130 King Street West, Suite 300
Toronto, ON Canada M5X 1E1

Ladies and Gentlemen:

We have acted as Canadian counsel to Restaurant Brands International Inc. (the “Corporation”) with respect to the Corporation’s Registration Statement on Form S-8 (the “Form S-8”) filed with the Securities and Exchange Commission in connection with the registration, under the Securities Act of 1933, as amended, (the “Securities Act”) by the Corporation of 17,200,000 common shares of the Corporation (the “Shares”) that may be delivered under the Restaurant Brands International Inc. 2023 Omnibus Incentive Plan (the “2023 Plan”).

In connection with this opinion letter, we have examined the originals or copies certified or otherwise identified to our satisfaction of the Form S-8 and such other records, documents, certificates, agreements, or other instruments and have made such other inquiries, all as we deemed necessary to enable us to render the opinions expressed below.

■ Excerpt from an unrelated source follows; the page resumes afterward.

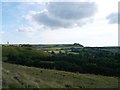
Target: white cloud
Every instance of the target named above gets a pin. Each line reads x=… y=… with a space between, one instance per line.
x=65 y=14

In our examination of such documents, we have assumed the capacity of all individuals, the genuineness of all signatures, the authenticity of all documents submitted to us as originals of such documents and the conformity to original documents of all documents submitted to us as copies, certified copies or facsimiles thereof.

The opinion hereinafter expressed is based on the assumption that all required consideration (in whatever form) has been or will be paid or provided for the issuance of the Shares. No opinion is expressed as to the adequacy of any consideration received.

The opinion hereinafter expressed is limited to matters governed by the laws of the Province of Ontario and the federal laws of Canada applicable therein in effect as of the date of this opinion.

Based upon and subject to the forgoing and to the qualifications set forth herein, we are of the opinion that the Shares have been duly authorized for issuance and, when and to the extent issued in accordance with the terms of the 2023 Plan, will be validly issued as fully paid and non-assessable.

We consent to the inclusion of this opinion as part of the Form S-8 and to the reference to our firm therein. In giving this consent, we do not admit that we come within the category of persons whose consent is required under Section 7 of the Securities Act or the rules promulgated thereunder.